Zechariah was the name of both a minor prophet who did get a book and a very minor prophet who did not. The story of the latter is tragic.

He was the son of King Joash’s most trusted advisor, Jehoiada the priest. After Jehoiada died, Joash started drifting, and God sent Zechariah to bring him back.

Joash did not appreciate his prophecies, and had him stoned to death.

Et Cetera

Things I learned in my reading this week, in no particular order.

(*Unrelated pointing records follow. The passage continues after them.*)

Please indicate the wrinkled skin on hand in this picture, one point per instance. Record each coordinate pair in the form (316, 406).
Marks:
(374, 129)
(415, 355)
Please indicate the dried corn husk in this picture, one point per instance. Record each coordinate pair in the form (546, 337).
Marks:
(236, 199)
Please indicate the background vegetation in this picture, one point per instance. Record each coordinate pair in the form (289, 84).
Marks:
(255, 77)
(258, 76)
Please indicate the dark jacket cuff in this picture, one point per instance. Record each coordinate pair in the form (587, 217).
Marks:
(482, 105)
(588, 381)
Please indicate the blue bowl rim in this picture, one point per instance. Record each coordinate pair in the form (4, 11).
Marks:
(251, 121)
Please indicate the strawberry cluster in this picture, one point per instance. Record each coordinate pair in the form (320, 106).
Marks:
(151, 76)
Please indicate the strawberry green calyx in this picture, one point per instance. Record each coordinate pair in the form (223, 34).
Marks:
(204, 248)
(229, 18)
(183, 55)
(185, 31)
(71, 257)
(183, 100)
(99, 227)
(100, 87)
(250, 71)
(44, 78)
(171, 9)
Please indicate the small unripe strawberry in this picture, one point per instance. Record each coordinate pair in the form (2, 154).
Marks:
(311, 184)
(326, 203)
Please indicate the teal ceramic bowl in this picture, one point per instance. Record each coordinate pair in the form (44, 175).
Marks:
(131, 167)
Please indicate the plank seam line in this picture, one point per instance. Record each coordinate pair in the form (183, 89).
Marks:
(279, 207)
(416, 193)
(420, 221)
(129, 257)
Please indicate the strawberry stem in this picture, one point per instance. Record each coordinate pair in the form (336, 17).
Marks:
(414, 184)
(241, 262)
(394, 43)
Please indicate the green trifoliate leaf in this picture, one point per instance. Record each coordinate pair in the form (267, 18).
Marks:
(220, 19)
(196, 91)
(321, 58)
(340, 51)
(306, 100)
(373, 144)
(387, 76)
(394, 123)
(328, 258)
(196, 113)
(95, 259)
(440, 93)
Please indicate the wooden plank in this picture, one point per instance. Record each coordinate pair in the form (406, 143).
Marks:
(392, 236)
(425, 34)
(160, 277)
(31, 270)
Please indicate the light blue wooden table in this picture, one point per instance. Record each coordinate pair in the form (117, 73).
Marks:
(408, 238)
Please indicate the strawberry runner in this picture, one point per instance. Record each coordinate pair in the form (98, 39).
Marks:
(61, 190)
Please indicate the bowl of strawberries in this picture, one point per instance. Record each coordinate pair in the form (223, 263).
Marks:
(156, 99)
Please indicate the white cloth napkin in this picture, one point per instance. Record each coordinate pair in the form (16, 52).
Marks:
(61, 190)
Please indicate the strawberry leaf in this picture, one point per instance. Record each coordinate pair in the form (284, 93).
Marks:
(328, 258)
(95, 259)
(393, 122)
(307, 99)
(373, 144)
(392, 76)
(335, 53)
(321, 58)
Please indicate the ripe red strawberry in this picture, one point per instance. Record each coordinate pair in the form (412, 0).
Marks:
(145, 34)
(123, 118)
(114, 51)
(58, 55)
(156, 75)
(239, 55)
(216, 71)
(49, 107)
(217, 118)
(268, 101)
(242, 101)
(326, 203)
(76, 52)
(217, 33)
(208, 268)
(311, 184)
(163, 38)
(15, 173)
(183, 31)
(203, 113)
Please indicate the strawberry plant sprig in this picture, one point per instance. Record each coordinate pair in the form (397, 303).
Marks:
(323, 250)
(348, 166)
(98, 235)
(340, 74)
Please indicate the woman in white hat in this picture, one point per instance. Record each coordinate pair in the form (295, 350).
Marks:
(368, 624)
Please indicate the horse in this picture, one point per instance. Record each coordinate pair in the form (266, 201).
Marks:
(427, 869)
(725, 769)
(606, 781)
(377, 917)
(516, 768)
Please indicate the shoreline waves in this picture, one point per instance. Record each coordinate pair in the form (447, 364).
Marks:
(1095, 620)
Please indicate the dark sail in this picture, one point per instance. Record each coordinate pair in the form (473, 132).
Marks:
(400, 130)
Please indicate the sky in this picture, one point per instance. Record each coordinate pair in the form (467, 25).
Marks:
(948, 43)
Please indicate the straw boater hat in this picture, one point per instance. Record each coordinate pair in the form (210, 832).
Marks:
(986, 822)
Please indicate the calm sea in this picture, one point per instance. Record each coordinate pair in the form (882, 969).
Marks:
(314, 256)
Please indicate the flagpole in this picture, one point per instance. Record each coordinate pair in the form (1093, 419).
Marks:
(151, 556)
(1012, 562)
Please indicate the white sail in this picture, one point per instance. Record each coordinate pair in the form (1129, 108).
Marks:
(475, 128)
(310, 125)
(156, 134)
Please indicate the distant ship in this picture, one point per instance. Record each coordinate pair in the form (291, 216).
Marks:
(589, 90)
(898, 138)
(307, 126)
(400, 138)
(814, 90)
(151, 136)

King Joash of Israel was killed by an Ammonite and a Moabite

Perhaps the most stereotypical death possible for a king of Israel, to be killed by a conspiracy between two of Israel’s oldest enemies.

Moses spent the same duration on the mountain receiving the law as the duration of Noah’s flood

Both took forty days. Of course, it’s possible that number is symbolic, but the important part is that both forty-day periods changed everything forever.

Knowing God goes beyond identity to character

The authors of Exodus and Ezekiel write, “they will know that I am the Lord” many, many times. I learned that we should understand this phrase to mean, “They will learn what kind of God I am.” We’re not talking about the mere fact of God’s God-ness, but instead insight into His character.

So when God punishes the Egyptians so “they will know,” He means they will learn what kind of God they have angered by oppressing His people, in contrast to all their gods of stone and wood and metal.